Aortic stenosis is the most common form of acquired valvular heart disease in developed countries; it is estimated to occur in 2-4% of the population aged over 65 years old [4]. It is not uncommon to have a hip fracture patient with a cardiac murmur, or even aortic stenosis. It appears that the combination may be associated with a higher morbidity and mortality rate.

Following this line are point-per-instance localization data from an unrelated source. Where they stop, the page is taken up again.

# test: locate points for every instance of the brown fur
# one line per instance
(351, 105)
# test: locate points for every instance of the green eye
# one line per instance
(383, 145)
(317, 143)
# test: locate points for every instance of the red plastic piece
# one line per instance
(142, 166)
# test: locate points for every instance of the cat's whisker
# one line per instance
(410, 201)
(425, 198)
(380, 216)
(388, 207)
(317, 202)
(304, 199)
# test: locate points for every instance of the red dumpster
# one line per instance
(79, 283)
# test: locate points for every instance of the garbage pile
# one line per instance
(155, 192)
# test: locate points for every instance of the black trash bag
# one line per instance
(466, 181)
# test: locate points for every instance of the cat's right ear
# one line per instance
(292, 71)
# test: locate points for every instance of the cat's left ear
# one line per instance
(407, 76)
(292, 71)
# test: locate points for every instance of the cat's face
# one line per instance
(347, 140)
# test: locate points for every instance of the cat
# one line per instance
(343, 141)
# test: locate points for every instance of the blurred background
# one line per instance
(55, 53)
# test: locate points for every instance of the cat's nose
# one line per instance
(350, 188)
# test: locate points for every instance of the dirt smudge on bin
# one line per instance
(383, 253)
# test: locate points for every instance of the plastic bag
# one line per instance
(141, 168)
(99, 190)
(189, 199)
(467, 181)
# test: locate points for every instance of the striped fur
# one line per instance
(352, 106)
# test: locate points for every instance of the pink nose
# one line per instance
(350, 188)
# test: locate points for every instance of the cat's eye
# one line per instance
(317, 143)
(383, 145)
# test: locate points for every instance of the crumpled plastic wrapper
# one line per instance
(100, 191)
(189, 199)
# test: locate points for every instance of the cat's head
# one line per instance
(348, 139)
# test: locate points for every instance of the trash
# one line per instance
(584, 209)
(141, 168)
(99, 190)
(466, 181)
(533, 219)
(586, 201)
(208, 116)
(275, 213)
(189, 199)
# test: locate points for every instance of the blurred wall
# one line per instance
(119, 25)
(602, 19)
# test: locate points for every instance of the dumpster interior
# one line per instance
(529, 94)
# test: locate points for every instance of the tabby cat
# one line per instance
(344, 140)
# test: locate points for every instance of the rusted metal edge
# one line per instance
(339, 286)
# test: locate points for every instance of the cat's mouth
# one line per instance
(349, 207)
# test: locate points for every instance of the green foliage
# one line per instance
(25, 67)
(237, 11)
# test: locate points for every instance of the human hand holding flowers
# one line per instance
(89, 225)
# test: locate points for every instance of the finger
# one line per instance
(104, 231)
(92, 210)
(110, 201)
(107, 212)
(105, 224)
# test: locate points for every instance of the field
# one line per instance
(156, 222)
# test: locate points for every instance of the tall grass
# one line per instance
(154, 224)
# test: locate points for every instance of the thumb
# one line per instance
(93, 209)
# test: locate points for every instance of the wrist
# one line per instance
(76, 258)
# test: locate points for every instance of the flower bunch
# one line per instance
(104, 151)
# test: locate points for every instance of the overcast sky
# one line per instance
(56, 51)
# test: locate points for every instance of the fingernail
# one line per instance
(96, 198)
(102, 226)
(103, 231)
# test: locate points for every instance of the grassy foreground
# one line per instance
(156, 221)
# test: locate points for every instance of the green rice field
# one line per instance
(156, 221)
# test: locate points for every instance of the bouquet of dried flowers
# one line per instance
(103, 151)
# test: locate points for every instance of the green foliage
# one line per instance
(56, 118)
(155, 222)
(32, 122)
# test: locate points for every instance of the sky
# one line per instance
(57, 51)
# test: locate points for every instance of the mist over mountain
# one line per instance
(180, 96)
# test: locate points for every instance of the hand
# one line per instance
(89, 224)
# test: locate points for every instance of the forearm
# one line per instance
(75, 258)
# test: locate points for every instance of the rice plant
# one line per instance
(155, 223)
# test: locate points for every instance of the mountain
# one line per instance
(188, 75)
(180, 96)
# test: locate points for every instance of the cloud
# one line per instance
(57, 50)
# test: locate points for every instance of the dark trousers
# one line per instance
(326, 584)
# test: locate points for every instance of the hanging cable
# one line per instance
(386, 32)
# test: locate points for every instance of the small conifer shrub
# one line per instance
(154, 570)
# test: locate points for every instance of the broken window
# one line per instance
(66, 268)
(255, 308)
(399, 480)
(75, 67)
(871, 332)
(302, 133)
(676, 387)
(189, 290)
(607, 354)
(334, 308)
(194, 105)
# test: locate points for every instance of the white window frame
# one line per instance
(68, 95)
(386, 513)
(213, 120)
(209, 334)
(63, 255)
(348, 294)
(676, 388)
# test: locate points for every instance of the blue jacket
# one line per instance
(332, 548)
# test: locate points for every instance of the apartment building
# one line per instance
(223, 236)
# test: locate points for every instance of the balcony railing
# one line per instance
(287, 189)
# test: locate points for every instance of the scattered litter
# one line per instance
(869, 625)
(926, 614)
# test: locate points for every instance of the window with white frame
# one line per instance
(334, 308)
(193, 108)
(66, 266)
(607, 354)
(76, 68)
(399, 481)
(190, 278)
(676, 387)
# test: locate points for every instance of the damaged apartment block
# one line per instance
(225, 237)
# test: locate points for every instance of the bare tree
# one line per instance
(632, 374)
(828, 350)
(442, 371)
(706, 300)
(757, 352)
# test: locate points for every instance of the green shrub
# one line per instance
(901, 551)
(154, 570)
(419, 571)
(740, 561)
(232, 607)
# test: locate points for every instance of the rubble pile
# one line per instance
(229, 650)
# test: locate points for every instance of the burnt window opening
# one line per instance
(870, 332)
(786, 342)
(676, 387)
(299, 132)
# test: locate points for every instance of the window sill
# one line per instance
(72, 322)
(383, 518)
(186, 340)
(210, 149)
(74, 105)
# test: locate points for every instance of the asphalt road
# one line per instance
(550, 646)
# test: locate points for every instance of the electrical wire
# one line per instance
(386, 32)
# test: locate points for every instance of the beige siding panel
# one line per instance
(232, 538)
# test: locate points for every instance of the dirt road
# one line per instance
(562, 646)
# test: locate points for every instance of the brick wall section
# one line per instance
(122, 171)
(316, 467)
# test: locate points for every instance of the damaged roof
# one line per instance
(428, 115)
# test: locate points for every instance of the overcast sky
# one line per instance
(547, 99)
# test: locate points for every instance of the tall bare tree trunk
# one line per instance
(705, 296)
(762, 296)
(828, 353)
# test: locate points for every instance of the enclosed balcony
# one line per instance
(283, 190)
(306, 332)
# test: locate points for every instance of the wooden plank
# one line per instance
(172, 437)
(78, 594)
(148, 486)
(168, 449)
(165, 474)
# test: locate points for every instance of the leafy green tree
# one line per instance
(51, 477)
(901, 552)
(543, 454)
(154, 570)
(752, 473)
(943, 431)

Pre-operative cardiac testing has its place in the elective setting. In the emergent situation, the clinician needs to evaluate the risk incurred by waiting for the cardiac testing when compared to the risks associated with the delay to surgery. In a recent national survey of anaesthetists on the perioperative management of hip fracture patients with a previously undiagnosed heart murmur, the responses were mixed. Most anaesthetists would ask for a pre-operative echocardiogram in the presence of suspicious signs or symptoms, whereas 19.8% would be prompted to use invasive monitoring without an echocardiogram [5].
According to Parker et al, regional and general anaesthesia produce comparable results for hip surgery outcome [6]. Pellikka et al [7] reported that surgery may not pose any additional risks for patients with aortic stenosis. There was no report of statistically significant difference in anaesthetic management of hip fracture patients with different severity of aortic stenosis compared to patients without aortic stenosis by Adunsky et al [8]. McBrien et al [9] reported a trend towards general anaesthesia versus spinal anaesthesia in hip fracture patients with varying severity of aortic stenosis; invasive monitoring was also used in some patients. Whilst the pre-operative echocardiogram did not alter the orthopaedic management of the patients, apart from one patient who declined surgery; it appeared helpful in the anaesthetic management. In our patients with aortic stenosis, 1 patient with severe aortic stenosis underwent surgery with peripheral nerve blocks plus sedation, 1 patient with critical aortic stenosis had general anaesthesia, 1 patient with mild aortic stenosis had spinal anaesthesia, and 1 patient with severe aortic stenosis refused surgery. Invasive monitoring was used in none of the patients.
10% of patients in the 'echo' group had no valvular heart disease. Interestingly, a recent study showed that a cardiac murmur suggestive of aortic stenosis, diagnosed on admission in 908 hip fracture patients was confirmed by echocardiography in only 30% of cases [9]. Abnormal auscultatory findings can lead to unnecessary referral for echocardiogram.
There is controversy regarding the acceptable delay for surgery in hip fracture patients. A recently published guideline advocated timely and co-ordinated multi-disciplinary care and operative intervention at 36 hours for improved outcomes in hip fracture patients [10]. Early surgery is associated with less pain, improved functional outcome, shorter length of stay in hospital and post-operative complications such as: deep venous thrombosis, pulmonary embolism and pneumonia [11–13].
However, optimisation of hip fracture patients with active medical co-morbidities is also important [14, 15]. A systematic review by Shiga et al [16] reported that hip fracture surgery delay beyond 48 hours increased the odds of 30-day mortality by 41% and 1 year mortality by 32%. They commented that due to methologic limitations, definitive conclusions could not be drawn. Another study reported that there was no association between delay in hip fracture surgery and mortality after adjustment for medical co-morbidities [17]. There was no significant difference in the length of stay of the hip fracture patients in the 'echo' compared to the 'non echo' group. We found no significant differences in mortality rates at 30 days in the 'echo' compared to the 'non echo' group.